Array

From Rosetta Code
Revision as of 21:51, 26 August 2008 by rosettacode>TBH (Grammar)

An array is a composite data type, in the collection category, that stores multiple values all of the same declared type. The stored values are called elements and are accessed by a tuple of indices. By using a variable indices, the array may be accessed for a not predetermined set of indices, during the run of the program. All indices of an array are totally ordered.

An array in which some of the indices have infinite (or else very large) bounded subsets is known as an associative array. For example, arrays indexed by lexicographically ordered strings are associative.

Arrays with more than one index are called multidimensional arrays. For example, a matrix is a two-dimensional array.

Basic operations defined on arrays are:

  • Indexing: accessing an array element by its tuple of indices
  • Slicing: producing a subarray by putting some constraint on the indices.

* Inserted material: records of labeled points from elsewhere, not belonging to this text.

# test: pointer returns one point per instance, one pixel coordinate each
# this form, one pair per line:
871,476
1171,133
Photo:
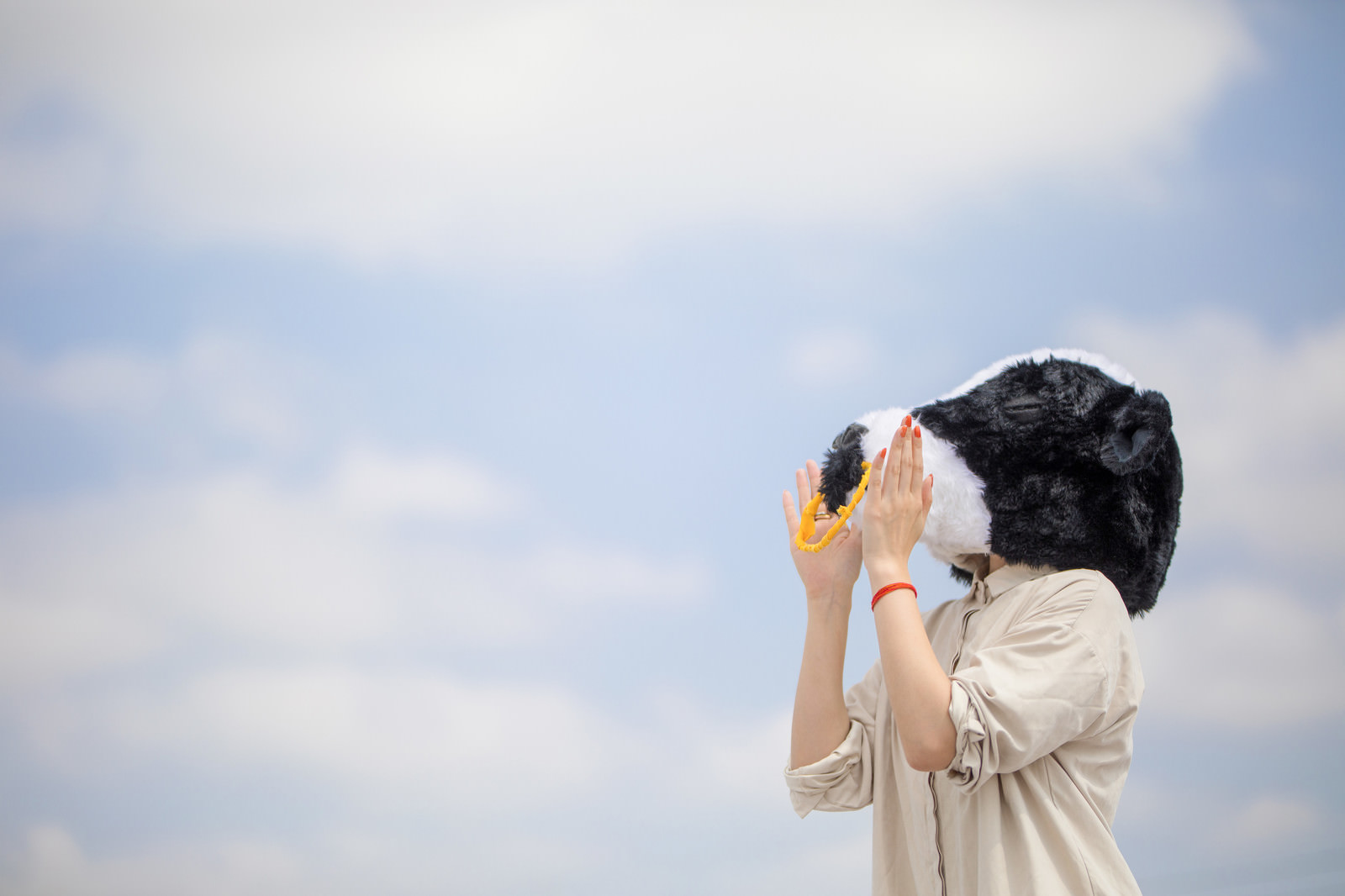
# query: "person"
993,736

For example, PL/1 provides extracting of a row or a column of an array. In Ada any range of the index can be used in order to extract a subarray from a single-dimensional array
  • Iteration of the array's elements. Some languages have a foreach loop construct for array iteration
  • Querying the bounds of array indices
  • Operations on indices (next, previous, range etc)
  • Array programming languages provide operations applied to entire arrays, so programs in such languages often lack specific index reference

Values of arrays are called array aggregates.

Multidimensional arrays in which the valid range of one index depends on the value of another are called ragged (also jagged). This term comes from a typical example of a ragged array, when a two-dimensional array is used to store strings of different length in its rows. When put on paper the right margin of the output become ragged.

Each array index is bounded at run time. Further, when

  1. array is not associative
  2. each index is within the bounds (including the bounds)

then it is legal to access the array at the tuple of these indices.

The lower bound in many programming languages is fixed to either 0 (C and relatives) or 1 (Old Fortran and relatives), or arbitrary (Pascal and relatives, modern Fortran). In Ada any discrete type can used as an index.

For an empty array the lower bound of an index is greater than the upper bound. This causes the famous problem of declaring an empty array when the index type is a singleton (has only one value).

When bounds of all array indices are fixed, the array is said to be constrained. When some bounds are unknown until run time, the array is unconstrained. Non-associative, unconstrained arrays are usually passed to the subprograms with a "dope" attached to the array body. The dope contains the actual bounds of unconstrained array indices. Associative arrays carry some indexing structure with them, like a hash table etc.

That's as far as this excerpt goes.